## Rule based tagging

When it comes to POS tagging, there are several methods that can be used to assign the appropriate tags to words in a text. One such method is the lexicon-based approach, which uses a statistical algorithm to assign the most frequently assigned POS tag to each token.

For instance, the tag “verb” may be assigned to the word “run” if it is used as a verb more often than any other tag.

Another approach is the rule-based method, which combines the lexicon-based approach with predefined rules. These rules are designed to handle specific cases that the lexicon-based approach may not be able to handle on its own.


### Reading the tagset

Let’s try to understand the tagged dataset by reading it from nltk.

In [None]:
# Importing libraries
import nltk
from sklearn.model_selection import train_test_split
from nltk.tokenize import word_tokenize

In [None]:
nltk.download('treebank')

[nltk_data] Downloading package treebank to /root/nltk_data...
[nltk_data]   Unzipping corpora/treebank.zip.


True

In [None]:
# reading the Treebank tagged sentences
wsj = list(nltk.corpus.treebank.tagged_sents())
# samples: Each sentence is a list of (word, pos) tuples
wsj[:3]

In [None]:
# converting the list of sents to a list of (word, pos tag) tuples
tagged_words = [tup for sent in wsj for tup in sent]
print(len(tagged_words))
tagged_words[:10]

100676


[('Pierre', 'NNP'),
 ('Vinken', 'NNP'),
 (',', ','),
 ('61', 'CD'),
 ('years', 'NNS'),
 ('old', 'JJ'),
 (',', ','),
 ('will', 'MD'),
 ('join', 'VB'),
 ('the', 'DT')]

## EDA

- Find the number of unique POS tags in the corpus
- Which is the most frequent tag in the corpus
- Which tag is most commonly assigned to the word "bank".
- Which tag is most commonly assigned to the word "executive".

In [None]:
tags = [pair[1] for pair in tagged_words]
unique_tags = set(tags)
len(unique_tags)

46

In [None]:
from collections import Counter
tag_counts = Counter(tags)
tag_counts

In [None]:
tag_counts.most_common(5)

[('NN', 13166), ('IN', 9857), ('NNP', 9410), ('DT', 8165), ('-NONE-', 6592)]

In [None]:
bank = [pair for pair in tagged_words if pair[0].lower() == 'bank']
bank

In [None]:
executive = [pair for pair in tagged_words if pair[0].lower() == 'executive']
executive

## Lexicon and Rule-Based Models for POS Tagging

In [None]:
# Splitting into Train and Test Sets

train_set, test_set = train_test_split(wsj, test_size=0.3)
print(len(train_set))
print(len(test_set))
print(train_set[:2])


2739
1175
[[('She', 'PRP'), ('was', 'VBD'), ('untrained', 'JJ'), ('and', 'CC'), (',', ','), ('in', 'IN'), ('one', 'CD'), ('botched', 'JJ'), ('job', 'NN'), ('killed', 'VBD'), ('a', 'DT'), ('client', 'NN'), ('.', '.')], [('Similarly', 'RB'), (',', ','), ('Campbell', 'NNP'), ("'s", 'POS'), ('Italian', 'JJ'), ('biscuit', 'NN'), ('operation', 'NN'), (',', ','), ('D.', 'NNP'), ('Lazzaroni', 'NNP'), ('&', 'CC'), ('Co.', 'NNP'), (',', ','), ('has', 'VBZ'), ('been', 'VBN'), ('hurt', 'VBN'), ('*-40', '-NONE-'), ('by', 'IN'), ('overproduction', 'NN'), ('and', 'CC'), ('distribution', 'NN'), ('problems', 'NNS'), ('.', '.')]]

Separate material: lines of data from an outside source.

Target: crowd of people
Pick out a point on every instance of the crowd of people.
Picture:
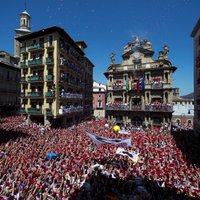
(81, 169)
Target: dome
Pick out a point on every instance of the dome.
(25, 13)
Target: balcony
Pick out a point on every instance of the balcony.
(49, 94)
(49, 77)
(35, 95)
(117, 106)
(159, 107)
(35, 62)
(157, 85)
(22, 49)
(117, 87)
(22, 95)
(49, 60)
(35, 47)
(70, 109)
(22, 110)
(22, 80)
(35, 78)
(23, 64)
(49, 112)
(68, 95)
(35, 111)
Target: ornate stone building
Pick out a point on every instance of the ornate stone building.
(99, 97)
(25, 28)
(183, 109)
(196, 35)
(139, 90)
(9, 84)
(56, 77)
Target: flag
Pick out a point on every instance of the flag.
(130, 82)
(102, 140)
(123, 132)
(138, 84)
(131, 155)
(127, 84)
(143, 82)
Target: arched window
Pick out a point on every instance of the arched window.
(166, 97)
(178, 121)
(189, 122)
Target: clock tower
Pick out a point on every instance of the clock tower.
(24, 29)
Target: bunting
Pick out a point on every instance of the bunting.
(138, 84)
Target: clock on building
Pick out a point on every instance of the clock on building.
(136, 54)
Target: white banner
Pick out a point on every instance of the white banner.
(102, 140)
(131, 155)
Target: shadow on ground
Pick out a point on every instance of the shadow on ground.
(102, 187)
(189, 145)
(10, 135)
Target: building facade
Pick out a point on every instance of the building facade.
(99, 98)
(183, 110)
(56, 77)
(196, 46)
(25, 28)
(9, 84)
(139, 90)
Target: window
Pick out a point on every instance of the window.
(8, 74)
(199, 40)
(50, 40)
(99, 105)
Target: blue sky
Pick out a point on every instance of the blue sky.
(107, 25)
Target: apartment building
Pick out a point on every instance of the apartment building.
(139, 90)
(196, 48)
(183, 109)
(9, 84)
(56, 77)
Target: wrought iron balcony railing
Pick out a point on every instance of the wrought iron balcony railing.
(35, 62)
(35, 111)
(35, 46)
(49, 60)
(49, 77)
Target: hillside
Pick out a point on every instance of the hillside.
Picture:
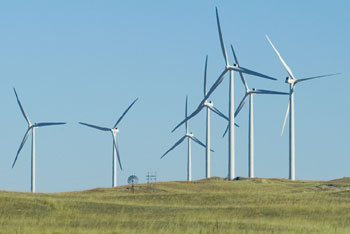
(205, 206)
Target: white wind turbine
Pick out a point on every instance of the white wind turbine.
(292, 81)
(209, 105)
(250, 93)
(189, 137)
(31, 127)
(114, 131)
(228, 67)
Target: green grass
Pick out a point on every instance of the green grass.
(205, 206)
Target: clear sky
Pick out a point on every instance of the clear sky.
(88, 60)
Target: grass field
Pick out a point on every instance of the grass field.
(205, 206)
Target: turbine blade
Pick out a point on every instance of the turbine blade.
(263, 91)
(186, 125)
(97, 127)
(216, 111)
(316, 77)
(205, 75)
(48, 124)
(195, 139)
(115, 143)
(221, 38)
(240, 73)
(215, 85)
(281, 59)
(21, 145)
(127, 109)
(176, 144)
(240, 106)
(188, 118)
(285, 118)
(201, 104)
(226, 130)
(21, 107)
(250, 72)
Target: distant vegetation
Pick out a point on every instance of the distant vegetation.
(205, 206)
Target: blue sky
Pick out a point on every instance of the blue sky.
(88, 60)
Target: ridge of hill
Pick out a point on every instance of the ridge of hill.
(212, 205)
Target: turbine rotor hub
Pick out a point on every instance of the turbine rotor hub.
(209, 104)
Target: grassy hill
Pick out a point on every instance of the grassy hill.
(205, 206)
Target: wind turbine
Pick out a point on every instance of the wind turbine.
(189, 137)
(31, 127)
(250, 93)
(292, 81)
(114, 131)
(231, 69)
(209, 105)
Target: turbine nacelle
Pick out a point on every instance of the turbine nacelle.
(208, 103)
(290, 80)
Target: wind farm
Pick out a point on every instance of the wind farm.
(85, 63)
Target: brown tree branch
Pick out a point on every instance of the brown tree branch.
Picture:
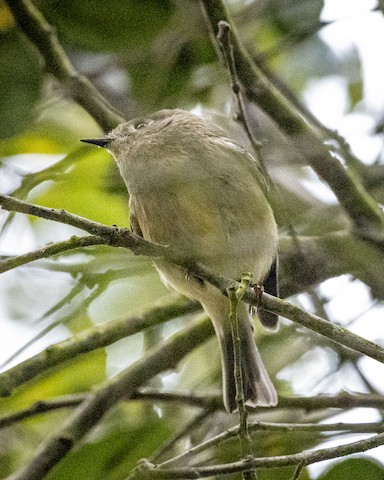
(366, 217)
(123, 385)
(124, 238)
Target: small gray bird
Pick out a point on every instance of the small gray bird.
(193, 188)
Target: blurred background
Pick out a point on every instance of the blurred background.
(144, 56)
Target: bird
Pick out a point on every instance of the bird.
(195, 189)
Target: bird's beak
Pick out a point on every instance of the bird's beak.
(100, 142)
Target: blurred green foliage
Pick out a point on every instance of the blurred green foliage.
(145, 55)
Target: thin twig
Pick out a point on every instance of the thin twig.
(304, 458)
(91, 339)
(193, 423)
(119, 237)
(362, 209)
(165, 357)
(51, 250)
(235, 295)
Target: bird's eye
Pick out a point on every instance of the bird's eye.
(139, 124)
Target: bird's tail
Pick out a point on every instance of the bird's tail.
(257, 386)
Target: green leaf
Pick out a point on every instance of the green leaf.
(106, 26)
(355, 468)
(20, 84)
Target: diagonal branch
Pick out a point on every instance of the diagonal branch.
(89, 340)
(250, 463)
(123, 385)
(366, 217)
(118, 237)
(56, 62)
(50, 250)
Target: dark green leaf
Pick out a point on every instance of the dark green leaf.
(20, 84)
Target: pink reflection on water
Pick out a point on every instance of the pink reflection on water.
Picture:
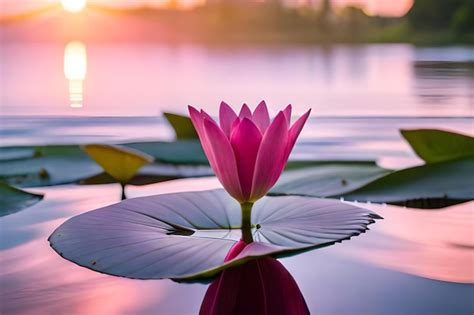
(436, 244)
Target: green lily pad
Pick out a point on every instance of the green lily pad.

### Unigram lexicon tagger

In NLTK, the UnigramTagger() can be used to train such a model.

In [None]:
# Lexicon (or unigram tagger)
unigram_tagger = nltk.UnigramTagger(train_set)
unigram_tagger.accuracy(test_set)

0.8691994391400147

### Rule-Based (Regular Expression) Tagger

For example, we can specify regexes for various grammatical forms such as gerunds and past tense verbs, 3rd singular present verbs (e.g., creates, moves, makes), modal verbs (e.g., should, would, could), possessive nouns (e.g., partner’s, bank’s), plural nouns (e.g., banks, institutions), cardinal numbers (CD), and so on. In case none of these rules are applicable to a word, we can assign the most frequent tag NN to it.

In [None]:
# specify patterns for tagging
# example from the NLTK book
patterns = [
    (r'.*ing$', 'VBG'),              # gerund
    (r'.*ed$', 'VBD'),               # past tense
    (r'.*es$', 'VBZ'),               # 3rd singular present
    (r'.*ould$', 'MD'),              # modals
    (r'.*\'s$', 'NN$'),              # possessive nouns
    (r'.*s$', 'NNS'),                # plural nouns
    (r'^-?[0-9]+(.[0-9]+)?$', 'CD'), # cardinal numbers
    (r'.*', 'NN')                    # nouns
]
regexp_tagger = nltk.RegexpTagger(patterns)
regexp_tagger.evaluate(test_set)

  Function evaluate() has been deprecated.  Use accuracy(gold)
  instead.
  regexp_tagger.evaluate(test_set)


0.21816785738131803

### Combining Rule based with Lexicon PoS Tagger

NLTK provides a convenient method to combine taggers using the ‘backup’ argument. In the following code, we create a regex tagger to act as a backup to the lexicon tagger. In other words, if the lexicon tagger is unable to tag a word (e.g., a new word not in the vocabulary), it will use the rule-based tagger to assign a tag. Additionally, note that the rule-based tagger itself is backed up by the ‘NN’ tag.

In [None]:
# rule based tagger
rule_based_tagger = nltk.RegexpTagger(patterns)
# lexicon backed up by the rule-based tagger
lexicon_tagger = nltk.UnigramTagger(train_set, backoff=rule_based_tagger)
lexicon_tagger.evaluate(test_set)


  Function evaluate() has been deprecated.  Use accuracy(gold)
  instead.
  lexicon_tagger.evaluate(test_set)


0.9048541096347733